Dans un article écrit par Le Figaro à l’occasion de la remise du prix du jury du Festival de Deauville pour ton long-métrage, Never Forever, tu es présentée comme « une pétroleuse ». Est-ce que ce titre te convient ?
Gina Kim : Oui, je suis plutôt flattée, à vrai dire. Mais je ne sais pas si je mérite ce titre. Peut-être bien… Ce qui m’intéresse, c’est de me pencher sur les miettes de l’histoire, et d’en faire des films avec des messages politiques puissants. C’est un geste intuitif. En revanche, mon but, ce n’est pas de pointer des problèmes géopolitiques, ou de dire : « Regardez ce qu’ils ont fait, ils devraient tous rentrer chez eux ». Non, mon point de vue, ma perspective est avant tout féministe. Elle traite du droit de ces femmes disparues dans le plus parfait anonymat à récupérer une voix, à retrouver une dignité dont on les a privés. Tu sais, on estime qu’au moins un million de femmes ont dû subir ce business (de la prostitution d’état, ndlr), et que le fruit de leur labeur produisait jusqu’à un quart du PIB coréen.

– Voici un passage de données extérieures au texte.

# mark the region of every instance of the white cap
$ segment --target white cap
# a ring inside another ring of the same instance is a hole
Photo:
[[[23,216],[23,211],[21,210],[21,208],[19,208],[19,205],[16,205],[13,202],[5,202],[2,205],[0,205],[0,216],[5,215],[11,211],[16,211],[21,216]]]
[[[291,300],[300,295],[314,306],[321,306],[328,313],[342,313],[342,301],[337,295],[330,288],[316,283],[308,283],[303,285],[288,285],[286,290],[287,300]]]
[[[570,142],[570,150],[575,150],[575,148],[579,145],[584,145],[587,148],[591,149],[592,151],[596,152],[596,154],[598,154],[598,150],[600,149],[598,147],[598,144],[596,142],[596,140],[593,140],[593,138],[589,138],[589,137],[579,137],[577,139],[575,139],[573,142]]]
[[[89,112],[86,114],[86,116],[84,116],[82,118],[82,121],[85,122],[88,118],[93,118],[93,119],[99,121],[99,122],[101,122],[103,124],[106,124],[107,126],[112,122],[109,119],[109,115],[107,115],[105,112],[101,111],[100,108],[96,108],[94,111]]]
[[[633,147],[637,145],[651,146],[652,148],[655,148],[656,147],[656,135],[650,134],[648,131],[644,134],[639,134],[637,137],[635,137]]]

Dans les années 1960-1970, la Corée du Sud était un pays extrêmement pauvre. Les soldats payaient en dollars. L’État y a vu une manne potentielle. Ça existe encore, d’ailleurs, d’une certaine manière… Bien sûr, on pourrait dire que je suis une militante, mais je me vois simplement comme une artiste qui souhaite redonner une voix aux oubliées de l’histoire, à des femmes qu’on a réduit au silence – et à qui on doit tant. J’aimerais qu’on en prenne conscience, pas seulement par l’information, mais par les émotions, par toute cette tristesse, ce désespoir. En les ressentant, littéralement.